Uncontrollable appetite (hyperphagia) and easy weight gain characterize the later stages of PWS. These features most commonly appear between the ages of 3 and 8, but their onset and intensity vary. Individuals with PWS lack normal hunger and satiety signals. They are usually unable to control their food intake and, unless closely monitored, overeat. Food-seeking behavior is very common.

In addition, the metabolic rate of people with PWS is lower than that of healthy individuals. The combination of these problems leads to morbid obesity and its many complications.

In addition to obesity, a number of other symptoms may be associated with PWS. Individuals typically exhibit cognitive problems, with measured IQ ranging from low normal values to moderate intellectual disability. In addition, PWS is manifested mainly by the following symptoms:

  • Hyperphagia (insatiable hunger)
  • Hypotonia (weak muscle tone)
  • Hypogonadism (insufficient secretion of sex hormone, incomplete sexual development)
  • Hypothyroidism (underactive thyroid gland)
  • High levels of anxiety and cognitive rigidity
  • Growth hormone deficiency (short stature)
  • Delayed psychomotor development
  • Mental retardation
  • Respiratory problems
  • Sleep disturbances
  • Bone thinning
  • Decreased sensitivity to pain
  • Scoliosis
  • Poor body temperature regulation
  • Gastrointestinal problems - reduced mobility, gastroparesis
  • Self-injurious behaviour (skin scratching)
  • Increased risk of central adrenal insufficiency, seizures and hypoglycaemia
  • Mental illness

Are there differences in the severity of PWS depending on genetic subtype?

There may be some subtle differences in the characteristics of PWS based on genetic subtype: for example, persons with the deletion may have fair skin and fair hair compared to other family members and may be more prone to seizures; persons with PWS by UPD may be at greater risk for mental illness in young adulthood. Overall, however, there is considerable overlap between genetic subtypes. It is likely that the thousands of non-PWS genes that show normal interindividual variability also contribute significantly to the variability in PWS symptoms among persons with the disorder.

How is PWS diagnosed?

PWS is diagnosed using a blood test that looks for genetic abnormalities specific to PWS - this is called a methylation analysis. The FISH (fluorescence in-situ hybridisation) test identifies PWS based on the deletion, but does not diagnose other forms of PWS. The methylation test identifies all types of PWS and is the preferred test for diagnosis. If the methylation test is performed first, further testing may be needed to determine whether PWS is caused by paternal deletion, UPD or gene imprinting defects.

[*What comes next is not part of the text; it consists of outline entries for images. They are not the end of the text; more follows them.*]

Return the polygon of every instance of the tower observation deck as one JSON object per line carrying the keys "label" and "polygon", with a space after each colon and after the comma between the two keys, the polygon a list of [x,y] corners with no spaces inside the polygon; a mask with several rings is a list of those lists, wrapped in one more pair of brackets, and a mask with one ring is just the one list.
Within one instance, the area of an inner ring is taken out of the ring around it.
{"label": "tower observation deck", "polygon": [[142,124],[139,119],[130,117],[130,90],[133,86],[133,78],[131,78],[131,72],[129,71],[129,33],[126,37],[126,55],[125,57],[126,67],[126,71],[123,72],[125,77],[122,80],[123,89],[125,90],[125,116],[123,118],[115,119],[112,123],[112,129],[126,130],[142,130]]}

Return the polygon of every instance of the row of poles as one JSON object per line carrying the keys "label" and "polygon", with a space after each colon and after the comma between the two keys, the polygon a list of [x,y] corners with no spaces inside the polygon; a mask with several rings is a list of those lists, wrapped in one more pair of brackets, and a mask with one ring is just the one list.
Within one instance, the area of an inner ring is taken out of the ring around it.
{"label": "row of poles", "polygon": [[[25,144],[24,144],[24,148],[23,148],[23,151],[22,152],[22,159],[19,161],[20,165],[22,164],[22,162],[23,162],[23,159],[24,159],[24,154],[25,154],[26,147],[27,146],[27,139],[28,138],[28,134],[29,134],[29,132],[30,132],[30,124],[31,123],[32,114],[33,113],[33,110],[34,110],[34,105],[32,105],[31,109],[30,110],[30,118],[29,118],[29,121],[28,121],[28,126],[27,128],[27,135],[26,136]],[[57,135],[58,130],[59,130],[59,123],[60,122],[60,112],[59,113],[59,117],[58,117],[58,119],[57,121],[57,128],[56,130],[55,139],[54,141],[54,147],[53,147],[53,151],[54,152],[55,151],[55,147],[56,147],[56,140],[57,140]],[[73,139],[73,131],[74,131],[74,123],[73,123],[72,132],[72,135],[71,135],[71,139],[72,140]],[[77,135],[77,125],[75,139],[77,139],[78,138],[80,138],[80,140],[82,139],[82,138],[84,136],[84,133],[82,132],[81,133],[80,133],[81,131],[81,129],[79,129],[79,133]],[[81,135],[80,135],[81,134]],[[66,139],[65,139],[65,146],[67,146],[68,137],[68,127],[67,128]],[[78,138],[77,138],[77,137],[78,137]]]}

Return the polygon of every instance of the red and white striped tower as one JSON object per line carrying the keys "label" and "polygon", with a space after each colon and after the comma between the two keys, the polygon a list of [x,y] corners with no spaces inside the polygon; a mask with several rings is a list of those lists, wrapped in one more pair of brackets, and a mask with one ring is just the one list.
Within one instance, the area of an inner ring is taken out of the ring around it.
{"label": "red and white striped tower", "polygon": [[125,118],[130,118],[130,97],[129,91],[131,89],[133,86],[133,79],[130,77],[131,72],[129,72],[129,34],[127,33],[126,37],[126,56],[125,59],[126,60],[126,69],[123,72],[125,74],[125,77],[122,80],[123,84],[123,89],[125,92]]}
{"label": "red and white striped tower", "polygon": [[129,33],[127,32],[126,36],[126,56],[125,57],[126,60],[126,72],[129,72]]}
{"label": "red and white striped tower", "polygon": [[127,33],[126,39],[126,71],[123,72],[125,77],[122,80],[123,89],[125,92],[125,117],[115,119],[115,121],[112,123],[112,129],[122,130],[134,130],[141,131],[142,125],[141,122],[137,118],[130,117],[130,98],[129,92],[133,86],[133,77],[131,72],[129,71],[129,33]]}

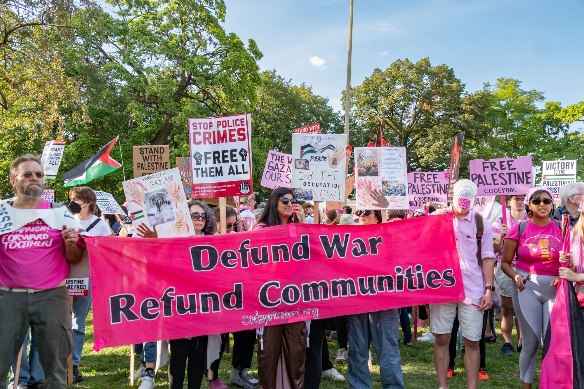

Is Prader-Willi syndrome hereditary?

Deletion and UPD are random occurrences and are generally not associated with an increased risk of recurrence in future pregnancies. In the case of an imprinting mutation, Prader-Willi syndrome can recur in a family.

Is there a cure for Prader-Willi syndrome?

There is currently no cure for Prader-Willi syndrome and most research to date has focused on treating specific symptoms. For many individuals affected by this disorder, eliminating some of the most difficult symptoms of the syndrome, such as voracious appetite and obesity, would represent a significant improvement in quality of life and the ability to live independently.

The Epigenteo Foundation supports research into the treatment of PWS with the aim of achieving lasting therapeutic results.